## Karnataka 2nd PUC Statistics Notes Chapter 2 Index Numbers

**High Lights of the Topic:**

→ Index numbers were originally developed to show the effect of changes in prices on the cost of living. But now is developed to study Index Number in the field of Whole sale prices, Retail prices, Industrial production, Agricultural production, Exports, Imports and in all stages of Planning, Policy making. And so Index numbers are called as Economic Barometers.

→ “Index number is the ratio, which gives the average change in the level of phenomenon between two different periods of time or places”.

OR

→ According Spiegel “An Index Number is a statistical measure designed to show an average change in a variable or group of related variables with respect to Time, Geographical location or Income etc.”

For example,

1. If index number of wholesale price of certain commodities in 2012 as compares to 2005 is 125, this implies that overall level of wholesale prices of commodities in 2012 has increased by 25% of the level in 2005.

2. Index number for 2004 with base 1990 is 150, which means average price level has increased by 5 0% from 1990 to 2004.

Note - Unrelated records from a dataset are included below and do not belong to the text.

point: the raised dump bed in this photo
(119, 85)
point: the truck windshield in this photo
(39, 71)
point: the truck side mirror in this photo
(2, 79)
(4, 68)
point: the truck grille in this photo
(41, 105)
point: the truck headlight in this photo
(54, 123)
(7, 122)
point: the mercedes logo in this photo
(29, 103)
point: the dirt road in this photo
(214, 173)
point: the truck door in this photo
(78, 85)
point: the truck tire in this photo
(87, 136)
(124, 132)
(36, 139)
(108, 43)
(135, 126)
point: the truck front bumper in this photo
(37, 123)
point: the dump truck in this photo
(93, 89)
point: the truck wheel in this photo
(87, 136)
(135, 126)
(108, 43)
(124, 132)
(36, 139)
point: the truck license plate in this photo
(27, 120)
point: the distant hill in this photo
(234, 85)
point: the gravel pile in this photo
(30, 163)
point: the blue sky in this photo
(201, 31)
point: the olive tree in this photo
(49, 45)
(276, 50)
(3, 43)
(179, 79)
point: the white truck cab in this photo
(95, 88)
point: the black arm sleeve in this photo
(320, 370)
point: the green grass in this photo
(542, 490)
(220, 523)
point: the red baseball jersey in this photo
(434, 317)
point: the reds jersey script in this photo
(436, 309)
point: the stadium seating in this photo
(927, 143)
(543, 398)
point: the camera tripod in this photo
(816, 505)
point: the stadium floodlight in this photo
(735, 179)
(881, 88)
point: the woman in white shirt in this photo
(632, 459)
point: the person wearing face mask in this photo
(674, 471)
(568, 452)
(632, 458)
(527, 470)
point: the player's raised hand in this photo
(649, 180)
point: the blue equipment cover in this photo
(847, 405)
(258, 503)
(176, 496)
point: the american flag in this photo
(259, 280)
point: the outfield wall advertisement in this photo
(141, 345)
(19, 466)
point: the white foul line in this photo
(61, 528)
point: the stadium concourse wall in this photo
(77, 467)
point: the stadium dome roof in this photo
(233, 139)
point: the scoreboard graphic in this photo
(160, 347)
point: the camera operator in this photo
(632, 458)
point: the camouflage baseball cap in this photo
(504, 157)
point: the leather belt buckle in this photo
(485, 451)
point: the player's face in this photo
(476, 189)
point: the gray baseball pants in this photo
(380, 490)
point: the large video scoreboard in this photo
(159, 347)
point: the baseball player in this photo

3. Price index number is 125. Which means price level In the current year is 125% of the price in the base year.

4. The average price level of a commodity in the year 200.0 is 2\(\frac{1}{4}\) times of what it was in 1995. Which means Index number is 100 × 2\(\frac{1}{4}\) = 225.

→ In all above examples 2012, 2004 and 2000 are called current years and 2005, 1990, 1995 are called base years.

→ The year selected for comparison is called the base year’ and ‘the year for which comparison are required is called the current year’.

→ ‘The index for the base year is always taken to be 100’.

→ Prices and quantities in the base year are denoted by suffix ‘0’ as p_{0}, q\frac{1}{4} and that of current year are denoted by suffix 1 as p_{1}, q_{1}.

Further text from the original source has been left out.